Thursday, November 19, 2015

Geometric Correction

Goal and Background:
The goal of this exercise is to show my ability to use two different types of geometric correction techniques.

Methods:
Part 1: Image-to-map rectification
First I opened a satellite image of an area of Chicago and a map of the same area in Edras Imagine. I then used the Multispectral Control Points tool, using a polynomial model and collected my GCPs from the map image. I used the Create GCP tool to place my GCPs on the image and the map layer until I had four GCPs. I then adjusted my GCPs until my Control Point Error (Total) was less than 2.0. I then used the Display Resample Image Dialog tool to create my adjusted image, leaving the default settings the same. 

Part 2: Image to image registration
I opened a distorted image of Sierra Leone and a reference image in Edras Imagine.  I then used the Multispectral Control Points tool, using a polynomial model, changing the polynomial order to 3, and collected my GCPs from the reference image. I used the Create GCP tool to place my GCPs on the image and the map layer until I had 12 GCPs. I then adjusted my GCPs until my Control Point Error (Total) was less than 1.0. I then used the Display Resample Image Dialog tool to create my adjusted image, changing the resampling method to Bilinear Interpolation. 
 
Results:

Figure 1. This image demonstrates the GCPs I placed in part 1, with a total RMS Error of 1.6068.


Figure 2. This image demonstrates the results from part 1, and shows my resampled image based on image to map rectification that I conducted. The new image is much closer to how the map appeared and the distortion of many of the features has been lessened. 


Figure 3. This image demonstrates the GCPs I placed in part 2, with a total RMS Error of 0.5887.


Figure 4. This image demonstrates the results from part 2, and shows my resampled image based on image to image registration that I conducted. The new image is much a lot less contrast due to the bilinear interpolation resampling method I used. It also still appears distorted which could be due to the amount of RMS error I still had among the placement of GCPs. 

Sources:  
Satellite images are from Earth Resources Observation and Science Center, United States Geological Survey. Digital raster graphic (DRG) is from Illinois Geospatial Data Clearing House. 

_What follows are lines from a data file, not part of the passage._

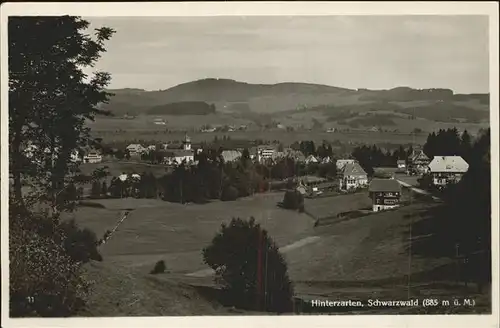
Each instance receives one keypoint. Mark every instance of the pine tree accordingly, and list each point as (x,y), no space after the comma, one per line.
(49,97)
(104,189)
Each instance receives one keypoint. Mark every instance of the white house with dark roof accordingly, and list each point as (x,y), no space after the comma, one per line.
(385,194)
(418,162)
(135,149)
(447,169)
(231,155)
(352,176)
(342,162)
(178,156)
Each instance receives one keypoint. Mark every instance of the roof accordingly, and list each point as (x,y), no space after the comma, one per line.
(311,158)
(342,162)
(230,155)
(454,164)
(384,185)
(179,153)
(135,146)
(418,154)
(353,169)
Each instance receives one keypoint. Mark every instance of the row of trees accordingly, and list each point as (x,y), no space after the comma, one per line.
(448,143)
(370,157)
(465,217)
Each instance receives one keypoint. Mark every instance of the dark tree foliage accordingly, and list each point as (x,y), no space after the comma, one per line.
(95,191)
(467,210)
(250,268)
(50,99)
(229,193)
(370,157)
(45,279)
(446,143)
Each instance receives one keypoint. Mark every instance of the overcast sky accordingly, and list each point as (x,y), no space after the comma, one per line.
(373,52)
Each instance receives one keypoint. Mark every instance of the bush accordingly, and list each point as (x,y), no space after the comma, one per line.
(80,244)
(229,193)
(293,200)
(44,281)
(249,266)
(159,267)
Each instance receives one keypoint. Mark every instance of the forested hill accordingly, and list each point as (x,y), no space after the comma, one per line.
(235,96)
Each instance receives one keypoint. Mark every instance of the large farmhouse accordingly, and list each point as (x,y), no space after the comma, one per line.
(342,162)
(352,176)
(178,156)
(385,194)
(447,169)
(418,162)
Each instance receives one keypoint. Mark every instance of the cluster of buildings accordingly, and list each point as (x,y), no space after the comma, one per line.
(386,193)
(76,157)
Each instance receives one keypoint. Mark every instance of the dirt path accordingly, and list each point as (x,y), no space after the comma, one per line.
(125,215)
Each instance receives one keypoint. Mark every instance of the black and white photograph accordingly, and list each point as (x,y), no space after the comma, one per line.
(220,160)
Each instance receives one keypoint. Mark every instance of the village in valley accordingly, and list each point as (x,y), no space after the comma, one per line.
(223,197)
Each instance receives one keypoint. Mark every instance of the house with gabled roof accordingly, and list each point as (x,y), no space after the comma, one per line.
(447,169)
(231,155)
(385,194)
(352,176)
(418,162)
(342,162)
(135,149)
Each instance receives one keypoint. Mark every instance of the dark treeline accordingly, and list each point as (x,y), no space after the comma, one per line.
(463,223)
(370,157)
(212,178)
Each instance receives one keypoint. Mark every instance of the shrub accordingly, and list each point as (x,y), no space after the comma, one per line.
(159,267)
(249,266)
(293,200)
(44,281)
(106,235)
(229,193)
(80,244)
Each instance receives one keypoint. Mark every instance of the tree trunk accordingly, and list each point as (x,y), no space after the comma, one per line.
(15,168)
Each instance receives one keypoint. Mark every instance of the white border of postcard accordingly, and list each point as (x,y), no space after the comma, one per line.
(257,9)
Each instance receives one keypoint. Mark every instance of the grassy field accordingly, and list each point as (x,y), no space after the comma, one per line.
(359,258)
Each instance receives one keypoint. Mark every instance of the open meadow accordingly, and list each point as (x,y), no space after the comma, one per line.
(355,258)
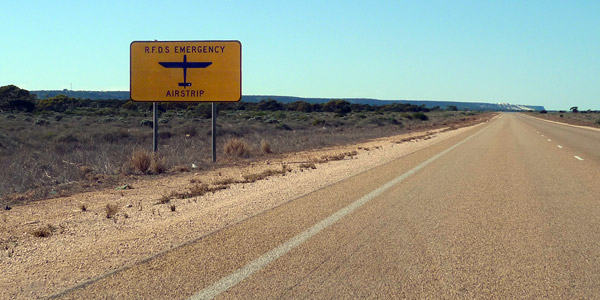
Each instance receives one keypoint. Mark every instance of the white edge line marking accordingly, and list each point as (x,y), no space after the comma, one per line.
(244,272)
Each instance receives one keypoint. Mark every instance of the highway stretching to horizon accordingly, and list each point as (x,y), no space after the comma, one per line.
(506,209)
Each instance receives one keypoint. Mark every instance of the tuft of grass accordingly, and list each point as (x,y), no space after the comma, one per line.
(141,160)
(237,147)
(225,181)
(265,147)
(308,166)
(45,231)
(180,168)
(164,199)
(157,165)
(111,210)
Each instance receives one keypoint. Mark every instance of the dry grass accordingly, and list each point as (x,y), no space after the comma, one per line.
(265,147)
(45,231)
(180,169)
(226,181)
(157,165)
(267,173)
(111,210)
(141,160)
(307,166)
(164,199)
(82,151)
(237,147)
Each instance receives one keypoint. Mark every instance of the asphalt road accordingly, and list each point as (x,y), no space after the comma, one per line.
(499,211)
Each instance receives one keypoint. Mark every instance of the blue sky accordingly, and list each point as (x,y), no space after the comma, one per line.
(521,52)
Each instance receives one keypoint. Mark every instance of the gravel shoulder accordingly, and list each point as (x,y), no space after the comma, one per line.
(83,245)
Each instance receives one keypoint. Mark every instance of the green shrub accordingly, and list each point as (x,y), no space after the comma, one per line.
(420,116)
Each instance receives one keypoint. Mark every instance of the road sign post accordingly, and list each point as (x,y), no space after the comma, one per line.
(154,127)
(186,71)
(214,132)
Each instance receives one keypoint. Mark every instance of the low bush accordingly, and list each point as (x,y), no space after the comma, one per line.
(237,147)
(141,161)
(265,147)
(420,116)
(111,210)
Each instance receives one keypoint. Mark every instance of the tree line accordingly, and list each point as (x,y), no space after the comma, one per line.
(13,98)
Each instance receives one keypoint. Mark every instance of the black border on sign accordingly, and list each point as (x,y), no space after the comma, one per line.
(204,41)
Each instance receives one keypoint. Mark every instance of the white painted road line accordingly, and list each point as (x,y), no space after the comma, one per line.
(244,272)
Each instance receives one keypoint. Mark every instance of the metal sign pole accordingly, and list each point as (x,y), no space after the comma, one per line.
(155,127)
(214,132)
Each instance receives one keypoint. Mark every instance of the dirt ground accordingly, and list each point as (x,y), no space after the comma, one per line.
(52,245)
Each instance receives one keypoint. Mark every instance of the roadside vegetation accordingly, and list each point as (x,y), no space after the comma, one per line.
(572,116)
(52,147)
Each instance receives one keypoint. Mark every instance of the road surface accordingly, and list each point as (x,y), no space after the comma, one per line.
(510,208)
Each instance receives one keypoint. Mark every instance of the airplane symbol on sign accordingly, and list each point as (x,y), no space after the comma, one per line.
(185,65)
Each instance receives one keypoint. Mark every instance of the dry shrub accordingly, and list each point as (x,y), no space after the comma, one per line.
(265,147)
(308,166)
(111,210)
(225,181)
(267,173)
(199,190)
(157,166)
(45,231)
(180,168)
(164,199)
(141,160)
(237,147)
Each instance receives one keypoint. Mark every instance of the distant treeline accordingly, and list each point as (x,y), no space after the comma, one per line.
(14,99)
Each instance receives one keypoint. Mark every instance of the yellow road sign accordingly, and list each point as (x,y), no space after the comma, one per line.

Thursday, November 12, 2015

Lidar Remote Sensing

Goal and Background:
The goal of this exercise was to show my ability to: processes and retrieve various surface and terrain models and  process and create an intensity image and other derivative products from a point cloud.

Methods:
Part 1: Point Cloud Visualization in Edras Imagine
I opened the LAS dataset with ArcMap and used the label manager and a shapefile to determine the tile position of the files within the dataset.
 
Part 2: Generate a LAS dataset and explore Lidar point clouds with ArcGIS
Section 1: Create Folder Connection
I used ArcCatalog to created a LAS dataset containing  the Eau Claire data files. I ensured that the correct statistics were with the files and looked at the metadata to assign the proper horizontal and vertical coordinate systems. 
 
Part 3: Generation of Lidar derivative products
Section 1: Deriving DSM and DTM products from point clouds
I used the LAS Dataset to Raster tool in the ArcToolbox to create my digital surface model of the first return by setting the points tool to color for elevation and the filter for first return. I used a Binning interpolation method with a natural neighbor void filling and a 2 meter cell size. I then created a hillshade of the DSM by using the 3D Analyst Tools in the ArcToolbox.

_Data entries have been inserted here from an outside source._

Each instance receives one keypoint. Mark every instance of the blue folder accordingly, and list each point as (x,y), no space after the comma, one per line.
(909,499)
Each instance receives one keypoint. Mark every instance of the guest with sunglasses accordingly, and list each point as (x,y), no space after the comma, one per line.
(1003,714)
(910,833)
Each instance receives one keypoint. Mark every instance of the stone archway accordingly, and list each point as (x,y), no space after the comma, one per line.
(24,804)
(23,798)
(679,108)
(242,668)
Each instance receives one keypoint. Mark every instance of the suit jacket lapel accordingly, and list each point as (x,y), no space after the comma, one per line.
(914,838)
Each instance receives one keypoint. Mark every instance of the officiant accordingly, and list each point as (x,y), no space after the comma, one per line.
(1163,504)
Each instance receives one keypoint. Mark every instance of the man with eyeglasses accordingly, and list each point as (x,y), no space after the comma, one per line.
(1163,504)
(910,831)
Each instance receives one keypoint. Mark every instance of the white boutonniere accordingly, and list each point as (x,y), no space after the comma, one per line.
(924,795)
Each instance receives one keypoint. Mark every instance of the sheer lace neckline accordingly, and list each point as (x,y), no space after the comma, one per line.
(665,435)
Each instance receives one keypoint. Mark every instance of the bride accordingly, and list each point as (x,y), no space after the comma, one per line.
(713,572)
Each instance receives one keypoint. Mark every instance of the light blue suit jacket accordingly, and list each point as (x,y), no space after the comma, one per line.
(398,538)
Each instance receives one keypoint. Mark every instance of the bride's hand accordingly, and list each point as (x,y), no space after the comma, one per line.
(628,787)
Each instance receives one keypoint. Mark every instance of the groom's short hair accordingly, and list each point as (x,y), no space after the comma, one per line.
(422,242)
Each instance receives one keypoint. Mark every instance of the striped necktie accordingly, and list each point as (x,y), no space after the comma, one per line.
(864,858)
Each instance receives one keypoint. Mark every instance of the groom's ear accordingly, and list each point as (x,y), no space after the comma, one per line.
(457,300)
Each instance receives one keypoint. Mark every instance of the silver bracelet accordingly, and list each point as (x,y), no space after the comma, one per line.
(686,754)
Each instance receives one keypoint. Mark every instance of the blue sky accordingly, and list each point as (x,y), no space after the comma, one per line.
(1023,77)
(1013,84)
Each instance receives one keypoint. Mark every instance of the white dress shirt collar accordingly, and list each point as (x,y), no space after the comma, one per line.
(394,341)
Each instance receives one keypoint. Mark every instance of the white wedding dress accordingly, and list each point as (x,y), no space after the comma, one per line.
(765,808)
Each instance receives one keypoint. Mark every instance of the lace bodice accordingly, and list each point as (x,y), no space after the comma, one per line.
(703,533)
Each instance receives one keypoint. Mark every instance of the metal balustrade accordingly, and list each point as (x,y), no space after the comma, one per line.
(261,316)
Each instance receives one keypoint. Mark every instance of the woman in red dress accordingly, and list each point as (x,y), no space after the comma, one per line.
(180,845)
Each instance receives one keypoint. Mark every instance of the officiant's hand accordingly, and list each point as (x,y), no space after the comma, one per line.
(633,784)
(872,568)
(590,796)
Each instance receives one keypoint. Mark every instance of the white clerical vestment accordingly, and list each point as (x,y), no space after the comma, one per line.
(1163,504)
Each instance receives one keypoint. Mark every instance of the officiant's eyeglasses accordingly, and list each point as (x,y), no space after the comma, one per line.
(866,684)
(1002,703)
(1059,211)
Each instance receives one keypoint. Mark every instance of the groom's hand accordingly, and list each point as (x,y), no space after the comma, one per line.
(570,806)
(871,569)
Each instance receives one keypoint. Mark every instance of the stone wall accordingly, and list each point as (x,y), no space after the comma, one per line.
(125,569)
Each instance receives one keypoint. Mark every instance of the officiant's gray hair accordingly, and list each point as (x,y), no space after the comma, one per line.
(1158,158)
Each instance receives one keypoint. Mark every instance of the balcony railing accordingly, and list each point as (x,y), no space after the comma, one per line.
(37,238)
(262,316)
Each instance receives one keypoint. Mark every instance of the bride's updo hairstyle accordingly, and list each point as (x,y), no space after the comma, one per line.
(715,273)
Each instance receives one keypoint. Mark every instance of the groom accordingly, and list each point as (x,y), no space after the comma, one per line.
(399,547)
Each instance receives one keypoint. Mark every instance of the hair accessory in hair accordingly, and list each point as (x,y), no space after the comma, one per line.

I then used the LAS Dataset to Raster tool in the ArcToolbox again, this time setting the filter to GROUND with the point tool show points colored for elevation to create the DTM. I used a Binning interpolation method with a natural neighbor void filling and a 2 meter cell size. I then created a hillshade of the DTM by using the 3D Analyst Tools in the ArcToolbox.  

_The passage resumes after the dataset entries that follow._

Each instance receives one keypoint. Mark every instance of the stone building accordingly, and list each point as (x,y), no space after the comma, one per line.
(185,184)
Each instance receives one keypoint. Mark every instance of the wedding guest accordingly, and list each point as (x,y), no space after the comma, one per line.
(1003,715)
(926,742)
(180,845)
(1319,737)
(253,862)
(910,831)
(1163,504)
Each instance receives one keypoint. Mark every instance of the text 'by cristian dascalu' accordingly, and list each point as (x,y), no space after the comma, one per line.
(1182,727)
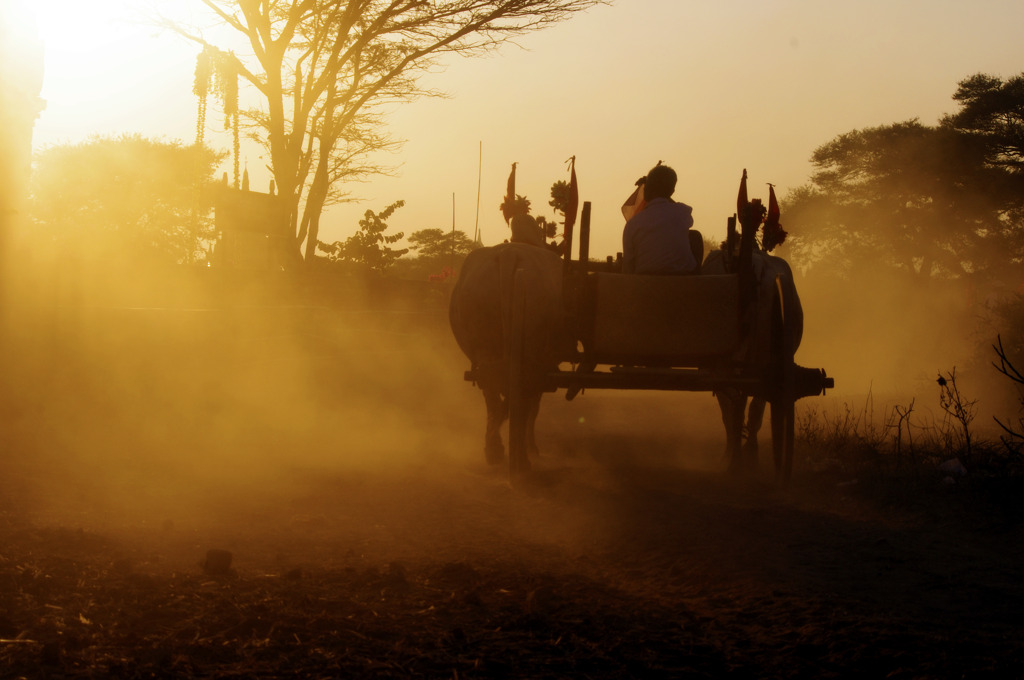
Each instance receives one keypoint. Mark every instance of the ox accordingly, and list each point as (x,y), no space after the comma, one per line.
(767,269)
(481,316)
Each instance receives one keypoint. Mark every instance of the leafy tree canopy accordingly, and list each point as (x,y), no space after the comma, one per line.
(438,244)
(124,198)
(323,69)
(370,248)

Section 2: Deriving Lidar Intensity image from point cloud
I set the LAS dataset to Points and the filter to first return. I then used the LAS Dataset to Raster tool in the ArcToolbox, setting the value field to INTENSITY, the Binning cell assignment to AVERAGE, the void fill to natural neighbor and the cell size to 2 meters.

Results:

Figure 1. This image demonstrates the results from part 3, section 1 and shows the hillshade image of the DSM.

Figure 2. This image demonstrates the results from part 3, section 2 and shows the intensity image obtained from the Eau Claire LAS dataset. 

Sources:  
All data was provided by Dr. Wilson with Lab 5.